On the example above, I use the args table received when the application is called. This function needs to be called, before any other AbsTK function, with or without an argument, in order to determine which UI will be built. This argument must be a string. More precisely, "curses" or "gtk". When nothing is passed, the toolkit decides which one to use based on os.getenv("DISPLAY") returning value. If it returns something, the OS runs in a GUI, so AbsTK runs in GUI as well. Otherwise, it runs in text-mode.

Examples

Screen

local abstk = require 'abstk'
local scr = abstk.new_screen("My First AbsTK UI")
scr:add_image('logo', 'images/abstk_logo.png')
scr:add_label('hellow', "Hello, World!")
scr:add_label('msg1', "This is a minimal example to demonstrate AbsTK.")
scr:add_label('msg2', "The Screen is the main object of the toolkit. It can run as standalone or added to a Wizard. Its routine consists in creating it (line 2), populating it (lines 3 to 7) and running it (line 8).")
scr:run()

Screen UI Example

Wizard

local abstk = require 'abstk'
local wizard = abstk.new_wizard("My First AbsTK Wizard")
local scr1 = abstk.new_screen("Page 1")
local scr2 = abstk.new_screen("Page 2")
local scr3 = abstk.new_screen("Page 3")
scr1:add_image('logo', 'images/abstk_logo.png')
scr1:add_label('hellow', "Hello, World!")
scr1:add_label('msg1', "This is a minimal example to demonstrate AbsTK.")
scr2:add_image('logo', 'images/abstk_logo.png')
scr2:add_label('msg2', "The Wizard is what AbsTK was firstly developed. Instead of running Screens, it insert them into an assistant-like interface.Its routine consists on creating it (line 2), creating screens (lines 3 to 5), populating the screens (lines 6 to 12), adding screens to wizard (lines 13 to 15) and running the wizard (line 16).")
scr3:add_image('logo', 'images/abstk_logo.png')
scr3:add_label('thanks_label', "Thank you <3")
wizard:add_page('page1', scr1)
wizard:add_page('page2', scr2)
wizard:add_page('page3', scr3)
wizard:run()

Wizard UI Example

You can see a more examples at wiki/Examples.

Contributing

  1. Create an issue and describe your contribution
  2. Fork it
  3. Create a new branch for your contribution (git checkout -b my-contribution)
  4. Commit your changes (git commit -am 'New feature added')
  5. Publish the branch (git push origin my-contribution)
  6. Create a Pull Request
  7. Done ✅

License

The MIT License (MIT)

Copyright (c) 2017 Pedro Alves Valentim

Permission is hereby granted, free of charge, to any person obtaining a copy of this software and associated documentation files (the "Software"), to deal in the Software without restriction, including without limitation the rights to use, copy, modify, merge, publish, distribute, sublicense, and/or sell copies of the Software, and to permit persons to whom the Software is furnished to do so, subject to the following conditions:

The above copyright notice and this permission notice shall be included in all copies or substantial portions of the Software.
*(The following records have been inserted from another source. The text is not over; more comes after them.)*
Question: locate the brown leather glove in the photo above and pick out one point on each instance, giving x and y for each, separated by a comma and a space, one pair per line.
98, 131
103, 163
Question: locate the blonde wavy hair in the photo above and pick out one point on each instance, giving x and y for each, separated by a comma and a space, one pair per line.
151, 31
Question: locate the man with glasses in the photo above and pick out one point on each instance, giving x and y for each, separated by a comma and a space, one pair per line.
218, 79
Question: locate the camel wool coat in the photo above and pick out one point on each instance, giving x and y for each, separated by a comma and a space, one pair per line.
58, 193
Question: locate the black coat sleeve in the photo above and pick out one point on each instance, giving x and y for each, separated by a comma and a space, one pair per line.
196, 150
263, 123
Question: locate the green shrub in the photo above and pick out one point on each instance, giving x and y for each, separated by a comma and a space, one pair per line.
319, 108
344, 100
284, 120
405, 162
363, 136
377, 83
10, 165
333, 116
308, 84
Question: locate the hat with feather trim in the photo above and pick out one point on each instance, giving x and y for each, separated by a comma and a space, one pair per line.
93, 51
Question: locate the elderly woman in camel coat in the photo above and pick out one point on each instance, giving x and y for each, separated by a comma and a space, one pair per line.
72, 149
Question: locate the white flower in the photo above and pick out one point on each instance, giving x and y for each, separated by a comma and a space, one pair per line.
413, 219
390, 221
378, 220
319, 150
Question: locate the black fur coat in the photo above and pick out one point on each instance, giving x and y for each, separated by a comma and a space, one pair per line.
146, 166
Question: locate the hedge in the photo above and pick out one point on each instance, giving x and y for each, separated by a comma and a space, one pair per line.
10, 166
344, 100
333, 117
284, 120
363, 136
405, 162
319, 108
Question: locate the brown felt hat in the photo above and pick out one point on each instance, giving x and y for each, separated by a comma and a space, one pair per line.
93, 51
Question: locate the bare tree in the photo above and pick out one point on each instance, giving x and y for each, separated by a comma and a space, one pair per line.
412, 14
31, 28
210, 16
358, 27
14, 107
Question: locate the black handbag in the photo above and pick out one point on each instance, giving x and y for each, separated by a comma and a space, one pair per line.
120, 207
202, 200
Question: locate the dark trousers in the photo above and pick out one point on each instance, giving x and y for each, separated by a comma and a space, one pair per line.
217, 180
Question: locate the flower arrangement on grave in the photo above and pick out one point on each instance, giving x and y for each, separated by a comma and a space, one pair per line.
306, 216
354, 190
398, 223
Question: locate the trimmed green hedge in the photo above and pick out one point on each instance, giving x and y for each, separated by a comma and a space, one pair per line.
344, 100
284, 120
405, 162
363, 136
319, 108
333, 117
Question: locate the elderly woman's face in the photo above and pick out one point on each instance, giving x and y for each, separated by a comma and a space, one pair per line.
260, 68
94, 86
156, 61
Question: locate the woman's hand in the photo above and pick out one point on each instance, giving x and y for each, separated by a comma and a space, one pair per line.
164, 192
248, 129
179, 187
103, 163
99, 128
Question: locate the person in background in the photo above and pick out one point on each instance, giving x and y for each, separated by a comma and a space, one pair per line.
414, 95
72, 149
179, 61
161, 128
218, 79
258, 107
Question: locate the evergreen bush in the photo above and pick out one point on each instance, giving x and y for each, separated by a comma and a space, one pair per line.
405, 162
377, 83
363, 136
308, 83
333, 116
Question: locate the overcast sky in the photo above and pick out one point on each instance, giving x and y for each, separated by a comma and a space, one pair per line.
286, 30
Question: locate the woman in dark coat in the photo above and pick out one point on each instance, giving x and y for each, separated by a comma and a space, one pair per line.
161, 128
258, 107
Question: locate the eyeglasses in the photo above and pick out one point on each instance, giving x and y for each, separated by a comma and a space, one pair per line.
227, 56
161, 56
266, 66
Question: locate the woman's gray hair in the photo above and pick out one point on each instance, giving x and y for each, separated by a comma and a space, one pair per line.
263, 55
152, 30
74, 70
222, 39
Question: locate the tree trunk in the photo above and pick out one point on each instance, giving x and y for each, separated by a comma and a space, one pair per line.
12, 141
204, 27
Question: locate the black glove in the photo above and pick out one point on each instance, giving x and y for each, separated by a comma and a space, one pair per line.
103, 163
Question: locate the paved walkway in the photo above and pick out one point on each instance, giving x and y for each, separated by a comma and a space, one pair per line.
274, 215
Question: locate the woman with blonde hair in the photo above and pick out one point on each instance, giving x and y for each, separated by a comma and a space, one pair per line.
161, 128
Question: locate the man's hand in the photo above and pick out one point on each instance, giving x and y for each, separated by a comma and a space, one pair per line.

THE SOFTWARE IS PROVIDED "AS IS", WITHOUT WARRANTY OF ANY KIND, EXPRESS OR IMPLIED, INCLUDING BUT NOT LIMITED TO THE WARRANTIES OF MERCHANTABILITY, FITNESS FOR A PARTICULAR PURPOSE AND NONINFRINGEMENT. IN NO EVENT SHALL THE AUTHORS OR COPYRIGHT HOLDERS BE LIABLE FOR ANY CLAIM, DAMAGES OR OTHER LIABILITY, WHETHER IN AN ACTION OF CONTRACT, TORT OR OTHERWISE, ARISING FROM, OUT OF OR IN CONNECTION WITH THE SOFTWARE OR THE USE OR OTHER DEALINGS IN THE SOFTWARE.